Elle jeta un coup d'œil discret pour vérifier si son sac était toujours là. Oui, au pied du lit, tranquille. Narcisse était un ange — du moins, à ce moment-là, elle le pensait. Mais plus tard, sans la potion, ça changerait. Alors, sans un mot, elle se pencha. Enfin… elle essaya. Elle manqua de se vautrer par terre. D’habitude, elle aurait rougi et poussé un petit cri, mais là, même pas. Elle était zen. Complètement à l’ouest, mais zen. Elle attrapa son carnet en cuir, se redressa en tremblotant un peu, puis arracha une page d’un geste pas très propre. Sans rien dire, elle tendit le bras vers sa voisine pour lui donner le bout de papier. Quand elle le prit enfin, Lilith ne lâcha pas tout de suite.
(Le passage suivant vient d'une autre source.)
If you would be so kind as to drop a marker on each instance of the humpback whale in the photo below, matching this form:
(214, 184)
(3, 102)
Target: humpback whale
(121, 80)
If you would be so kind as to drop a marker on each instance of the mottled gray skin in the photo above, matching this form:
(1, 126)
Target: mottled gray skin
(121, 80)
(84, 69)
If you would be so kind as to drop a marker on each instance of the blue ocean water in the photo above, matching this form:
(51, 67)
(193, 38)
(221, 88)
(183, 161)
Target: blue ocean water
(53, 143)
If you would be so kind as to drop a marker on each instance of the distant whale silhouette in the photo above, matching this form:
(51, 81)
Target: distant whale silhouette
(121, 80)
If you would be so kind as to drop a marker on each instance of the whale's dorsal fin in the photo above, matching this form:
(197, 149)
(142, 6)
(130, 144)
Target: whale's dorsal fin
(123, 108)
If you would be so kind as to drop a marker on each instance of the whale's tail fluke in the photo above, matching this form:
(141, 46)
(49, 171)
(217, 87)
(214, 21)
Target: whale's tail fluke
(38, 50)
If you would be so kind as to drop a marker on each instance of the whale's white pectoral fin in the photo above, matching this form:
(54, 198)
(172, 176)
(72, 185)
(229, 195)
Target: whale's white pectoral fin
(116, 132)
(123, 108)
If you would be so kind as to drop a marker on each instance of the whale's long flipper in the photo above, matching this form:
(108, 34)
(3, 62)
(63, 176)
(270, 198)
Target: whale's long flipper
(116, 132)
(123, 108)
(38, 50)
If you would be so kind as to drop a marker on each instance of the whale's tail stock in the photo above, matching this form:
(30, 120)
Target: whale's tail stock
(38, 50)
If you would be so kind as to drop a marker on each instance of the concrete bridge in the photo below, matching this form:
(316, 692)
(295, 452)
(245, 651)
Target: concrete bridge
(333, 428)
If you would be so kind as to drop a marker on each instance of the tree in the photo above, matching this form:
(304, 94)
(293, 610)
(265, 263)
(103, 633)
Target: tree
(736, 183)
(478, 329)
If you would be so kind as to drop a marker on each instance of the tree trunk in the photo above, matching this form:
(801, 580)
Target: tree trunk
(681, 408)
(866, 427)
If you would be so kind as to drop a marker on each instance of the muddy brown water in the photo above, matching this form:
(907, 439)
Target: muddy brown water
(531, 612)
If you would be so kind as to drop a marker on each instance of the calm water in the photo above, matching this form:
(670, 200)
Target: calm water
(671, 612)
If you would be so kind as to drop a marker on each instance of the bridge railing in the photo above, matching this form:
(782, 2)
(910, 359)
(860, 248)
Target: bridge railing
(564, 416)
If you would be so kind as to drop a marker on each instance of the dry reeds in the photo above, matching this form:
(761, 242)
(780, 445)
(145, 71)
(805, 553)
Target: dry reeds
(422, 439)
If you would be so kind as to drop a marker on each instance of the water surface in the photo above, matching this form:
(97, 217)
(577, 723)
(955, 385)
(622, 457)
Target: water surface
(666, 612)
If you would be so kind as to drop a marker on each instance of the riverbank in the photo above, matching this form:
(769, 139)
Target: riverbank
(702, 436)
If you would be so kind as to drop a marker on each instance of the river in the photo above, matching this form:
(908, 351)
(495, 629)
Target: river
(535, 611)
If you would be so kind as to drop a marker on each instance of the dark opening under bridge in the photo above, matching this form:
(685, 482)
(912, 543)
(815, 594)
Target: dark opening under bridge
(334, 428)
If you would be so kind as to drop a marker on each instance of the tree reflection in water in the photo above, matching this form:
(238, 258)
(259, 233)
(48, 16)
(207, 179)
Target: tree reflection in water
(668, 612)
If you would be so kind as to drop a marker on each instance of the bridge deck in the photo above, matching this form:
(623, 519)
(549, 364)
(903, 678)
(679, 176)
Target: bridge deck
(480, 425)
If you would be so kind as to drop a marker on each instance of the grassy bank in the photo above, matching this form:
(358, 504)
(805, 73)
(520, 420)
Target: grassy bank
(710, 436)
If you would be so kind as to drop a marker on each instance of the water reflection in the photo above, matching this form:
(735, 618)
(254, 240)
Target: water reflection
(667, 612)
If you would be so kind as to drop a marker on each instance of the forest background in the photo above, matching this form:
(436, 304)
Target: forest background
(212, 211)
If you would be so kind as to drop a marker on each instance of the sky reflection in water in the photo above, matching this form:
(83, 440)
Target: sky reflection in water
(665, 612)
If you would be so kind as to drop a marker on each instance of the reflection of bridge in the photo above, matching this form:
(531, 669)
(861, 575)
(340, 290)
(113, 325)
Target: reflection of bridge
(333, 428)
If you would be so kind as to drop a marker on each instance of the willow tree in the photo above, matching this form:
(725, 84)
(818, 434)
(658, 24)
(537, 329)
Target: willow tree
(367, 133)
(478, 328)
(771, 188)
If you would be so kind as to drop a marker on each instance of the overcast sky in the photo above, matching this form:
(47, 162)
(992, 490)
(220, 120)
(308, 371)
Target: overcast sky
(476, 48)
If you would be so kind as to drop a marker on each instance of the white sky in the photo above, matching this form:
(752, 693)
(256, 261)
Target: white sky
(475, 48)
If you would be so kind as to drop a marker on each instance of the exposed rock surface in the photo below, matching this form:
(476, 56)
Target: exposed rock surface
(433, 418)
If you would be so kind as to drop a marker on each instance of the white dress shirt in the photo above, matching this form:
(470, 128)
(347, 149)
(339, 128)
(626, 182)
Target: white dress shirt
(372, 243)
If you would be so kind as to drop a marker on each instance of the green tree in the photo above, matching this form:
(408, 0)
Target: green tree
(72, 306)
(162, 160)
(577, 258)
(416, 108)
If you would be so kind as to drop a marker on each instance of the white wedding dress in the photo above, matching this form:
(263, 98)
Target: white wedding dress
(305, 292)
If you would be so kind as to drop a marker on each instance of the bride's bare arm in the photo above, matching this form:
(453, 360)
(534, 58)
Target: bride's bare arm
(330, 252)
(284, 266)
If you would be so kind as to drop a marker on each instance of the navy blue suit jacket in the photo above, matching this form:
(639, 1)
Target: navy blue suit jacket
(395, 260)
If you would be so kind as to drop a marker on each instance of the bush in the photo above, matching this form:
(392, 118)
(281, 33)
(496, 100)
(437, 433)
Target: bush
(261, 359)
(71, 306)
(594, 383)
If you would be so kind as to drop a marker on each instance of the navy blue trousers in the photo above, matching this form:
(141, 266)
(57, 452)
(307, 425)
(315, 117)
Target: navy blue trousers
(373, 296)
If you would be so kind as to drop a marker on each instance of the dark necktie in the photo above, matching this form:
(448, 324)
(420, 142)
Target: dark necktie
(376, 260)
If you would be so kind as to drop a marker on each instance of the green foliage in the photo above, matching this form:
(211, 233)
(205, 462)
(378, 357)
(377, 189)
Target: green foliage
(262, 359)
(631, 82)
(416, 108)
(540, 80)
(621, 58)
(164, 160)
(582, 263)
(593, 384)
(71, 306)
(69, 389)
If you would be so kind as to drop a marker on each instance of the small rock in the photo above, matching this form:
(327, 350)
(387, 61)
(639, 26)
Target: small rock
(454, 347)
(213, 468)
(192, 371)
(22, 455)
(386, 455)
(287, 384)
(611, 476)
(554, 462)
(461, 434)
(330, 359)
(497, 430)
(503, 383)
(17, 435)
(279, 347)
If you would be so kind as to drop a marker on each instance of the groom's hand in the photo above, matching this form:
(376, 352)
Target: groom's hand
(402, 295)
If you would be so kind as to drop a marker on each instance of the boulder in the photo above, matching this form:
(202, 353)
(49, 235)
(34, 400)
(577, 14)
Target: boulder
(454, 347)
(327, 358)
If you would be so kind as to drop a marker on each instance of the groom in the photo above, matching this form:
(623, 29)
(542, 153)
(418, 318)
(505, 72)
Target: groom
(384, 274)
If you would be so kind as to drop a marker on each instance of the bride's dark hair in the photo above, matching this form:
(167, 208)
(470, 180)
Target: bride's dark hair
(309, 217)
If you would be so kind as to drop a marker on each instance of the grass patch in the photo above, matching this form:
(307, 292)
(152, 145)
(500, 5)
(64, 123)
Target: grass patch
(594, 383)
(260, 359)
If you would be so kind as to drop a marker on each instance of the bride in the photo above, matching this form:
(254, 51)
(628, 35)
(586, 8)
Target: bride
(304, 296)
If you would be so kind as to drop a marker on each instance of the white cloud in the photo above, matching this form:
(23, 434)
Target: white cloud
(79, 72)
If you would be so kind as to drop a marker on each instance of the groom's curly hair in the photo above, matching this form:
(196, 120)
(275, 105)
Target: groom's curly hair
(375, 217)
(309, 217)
Elle marmonna, dans un bâillement :

T’as… koi… tuua ?

T’es là pourquoi ? voulait-elle dire, mais décidément, parler devenait une vraie épreuve. Son ventre choisit ce moment pour grogner, un vrai rugissement de monstre affamé. Elle aurait pu manger un bœuf entier. Ou même des bonbons collants qu’elle n’aimait pas d’habitude. Là, elle aurait englouti n’importe quoi. Alors, comme un petit animal traquant sa proie, elle regarda autour d’elle à la recherche de nourriture. Bon, ce n’était pas l’heure de manger. Tant pis. Elle se résigna à fouiller des yeux les restes des autres… en espérant qu’il y ait au moins une miette abandonnée quelque part. Rien. Nada. Le désert.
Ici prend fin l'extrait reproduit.